The continued building activity, say analysts, is one more sign of a segment of the nation’s transportation economy that has gotten through a rough patch earlier this year with the pandemic economic shutdown and perhaps emerged stronger.
“Truck stops, which cater primarily to 18-wheelers on long hauls, are emerging as one of the brighter spots for commercial real estate during the pandemic,” reports the Wall Street Journal.
The $650 billion industry did take a hit earlier this year when the pandemic first spread and many of the full-service restaurants that are a vital part of the travel center experience were forced to close.
But the pandemic also brought with it an unforeseen benefit: as more and more consumers, beginning this spring, purchased products through e-commerce, that has meant an increase in the trucks needed to transport those purchases.
Three major players continue to dominate the field: Knoxville-based Pilot Flying J, with annual revenues in excess of $21 billion and more than 780 locations; Love’s Travels & Country Stores, with revenues of $20 billion and more than 500 locations; and the Westlake, Ohio-based TravelCenters of America, with $6 billion in revenue and around 300 locations.
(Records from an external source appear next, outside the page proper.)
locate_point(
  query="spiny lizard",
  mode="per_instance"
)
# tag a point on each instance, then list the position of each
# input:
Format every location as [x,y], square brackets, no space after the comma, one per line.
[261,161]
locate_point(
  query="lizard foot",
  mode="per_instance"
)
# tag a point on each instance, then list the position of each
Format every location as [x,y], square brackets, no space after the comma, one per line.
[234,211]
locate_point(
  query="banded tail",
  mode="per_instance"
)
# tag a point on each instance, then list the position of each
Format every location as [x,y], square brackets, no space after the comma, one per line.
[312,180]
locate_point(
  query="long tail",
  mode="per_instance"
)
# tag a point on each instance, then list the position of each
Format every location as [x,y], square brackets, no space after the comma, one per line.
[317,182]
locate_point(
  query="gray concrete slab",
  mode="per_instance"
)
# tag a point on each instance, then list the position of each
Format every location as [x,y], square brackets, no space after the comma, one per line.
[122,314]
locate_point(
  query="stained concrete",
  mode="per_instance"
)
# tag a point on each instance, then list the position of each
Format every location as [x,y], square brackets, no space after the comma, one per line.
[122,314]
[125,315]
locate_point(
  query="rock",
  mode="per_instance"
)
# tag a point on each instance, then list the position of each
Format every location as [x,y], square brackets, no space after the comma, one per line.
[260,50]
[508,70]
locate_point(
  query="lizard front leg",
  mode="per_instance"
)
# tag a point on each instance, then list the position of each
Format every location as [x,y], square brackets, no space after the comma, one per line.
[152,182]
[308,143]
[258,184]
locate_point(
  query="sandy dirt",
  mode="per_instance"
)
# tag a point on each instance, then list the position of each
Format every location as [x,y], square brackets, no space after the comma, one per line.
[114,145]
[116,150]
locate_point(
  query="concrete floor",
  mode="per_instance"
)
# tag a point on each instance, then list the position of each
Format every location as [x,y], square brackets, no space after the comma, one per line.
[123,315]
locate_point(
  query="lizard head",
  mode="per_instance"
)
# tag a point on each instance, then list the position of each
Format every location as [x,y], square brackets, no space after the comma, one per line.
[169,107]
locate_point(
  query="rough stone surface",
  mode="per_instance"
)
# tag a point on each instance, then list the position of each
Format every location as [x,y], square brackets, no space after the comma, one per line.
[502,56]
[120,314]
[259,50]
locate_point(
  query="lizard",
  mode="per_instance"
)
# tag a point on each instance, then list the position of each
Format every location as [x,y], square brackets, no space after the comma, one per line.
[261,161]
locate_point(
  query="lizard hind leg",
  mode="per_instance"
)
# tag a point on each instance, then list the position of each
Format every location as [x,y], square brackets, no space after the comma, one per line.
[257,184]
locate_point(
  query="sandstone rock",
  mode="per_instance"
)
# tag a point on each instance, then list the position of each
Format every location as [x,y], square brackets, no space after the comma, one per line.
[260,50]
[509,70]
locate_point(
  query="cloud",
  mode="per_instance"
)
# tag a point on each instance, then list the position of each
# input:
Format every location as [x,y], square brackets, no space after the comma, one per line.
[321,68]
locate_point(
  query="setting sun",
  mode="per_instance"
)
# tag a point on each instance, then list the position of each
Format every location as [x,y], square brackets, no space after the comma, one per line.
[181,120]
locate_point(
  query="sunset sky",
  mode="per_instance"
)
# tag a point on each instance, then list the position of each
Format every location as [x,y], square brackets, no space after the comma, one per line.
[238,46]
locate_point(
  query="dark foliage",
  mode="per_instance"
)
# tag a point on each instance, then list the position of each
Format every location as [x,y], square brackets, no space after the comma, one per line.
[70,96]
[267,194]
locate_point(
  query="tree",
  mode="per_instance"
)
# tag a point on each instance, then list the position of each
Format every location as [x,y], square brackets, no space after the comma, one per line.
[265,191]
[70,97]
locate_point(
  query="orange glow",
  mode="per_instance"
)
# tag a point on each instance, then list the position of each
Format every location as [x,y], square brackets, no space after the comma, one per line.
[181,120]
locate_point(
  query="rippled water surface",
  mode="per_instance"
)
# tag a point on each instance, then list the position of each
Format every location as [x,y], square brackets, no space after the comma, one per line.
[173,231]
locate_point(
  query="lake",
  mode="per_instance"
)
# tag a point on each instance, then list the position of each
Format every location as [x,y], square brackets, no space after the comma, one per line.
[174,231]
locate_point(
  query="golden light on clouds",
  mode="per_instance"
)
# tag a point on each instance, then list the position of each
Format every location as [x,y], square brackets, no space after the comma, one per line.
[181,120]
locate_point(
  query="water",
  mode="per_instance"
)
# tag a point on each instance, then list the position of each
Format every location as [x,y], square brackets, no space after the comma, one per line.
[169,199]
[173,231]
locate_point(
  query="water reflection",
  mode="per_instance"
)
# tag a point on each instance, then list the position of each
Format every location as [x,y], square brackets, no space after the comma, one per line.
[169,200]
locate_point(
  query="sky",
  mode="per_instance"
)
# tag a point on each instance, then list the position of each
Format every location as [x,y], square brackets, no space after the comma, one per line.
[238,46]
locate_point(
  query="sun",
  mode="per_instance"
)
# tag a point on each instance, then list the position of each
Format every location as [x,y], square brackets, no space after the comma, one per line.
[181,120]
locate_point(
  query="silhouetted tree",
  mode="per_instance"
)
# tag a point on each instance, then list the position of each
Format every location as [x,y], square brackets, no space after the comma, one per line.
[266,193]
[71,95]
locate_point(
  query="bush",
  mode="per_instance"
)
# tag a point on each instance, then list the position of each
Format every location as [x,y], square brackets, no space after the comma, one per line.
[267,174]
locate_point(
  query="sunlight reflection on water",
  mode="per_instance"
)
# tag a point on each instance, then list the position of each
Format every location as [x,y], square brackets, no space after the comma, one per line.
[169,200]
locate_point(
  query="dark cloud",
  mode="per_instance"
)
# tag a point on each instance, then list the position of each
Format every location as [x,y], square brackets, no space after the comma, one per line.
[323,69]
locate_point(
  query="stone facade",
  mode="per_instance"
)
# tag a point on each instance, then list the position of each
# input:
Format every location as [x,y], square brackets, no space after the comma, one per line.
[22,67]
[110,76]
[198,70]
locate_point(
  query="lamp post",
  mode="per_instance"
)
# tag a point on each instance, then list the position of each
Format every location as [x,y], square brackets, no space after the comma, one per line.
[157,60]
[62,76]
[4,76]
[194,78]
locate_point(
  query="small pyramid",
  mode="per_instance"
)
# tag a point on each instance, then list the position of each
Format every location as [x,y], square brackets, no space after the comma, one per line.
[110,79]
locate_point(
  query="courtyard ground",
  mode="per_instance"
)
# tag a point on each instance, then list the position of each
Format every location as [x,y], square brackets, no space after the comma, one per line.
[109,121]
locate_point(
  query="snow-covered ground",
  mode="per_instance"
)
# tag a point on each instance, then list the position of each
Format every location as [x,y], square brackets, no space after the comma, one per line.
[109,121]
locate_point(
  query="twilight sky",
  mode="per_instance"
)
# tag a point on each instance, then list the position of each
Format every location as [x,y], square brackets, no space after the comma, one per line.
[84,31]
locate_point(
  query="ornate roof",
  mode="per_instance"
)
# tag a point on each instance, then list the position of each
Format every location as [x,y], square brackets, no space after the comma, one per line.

Industry analysts say truck stop and travel center construction is expected to increase next year, with new projects particularly slated to go up in the West.
Projects may also include the updating of existing facilities: in late September a Pilot Flying J location in Gila Bend, Arizona saw a total makeover that included the building of 70 new truck parking spots, 10 fueling positions, restaurant space, driver’s lounge, and a public laundry.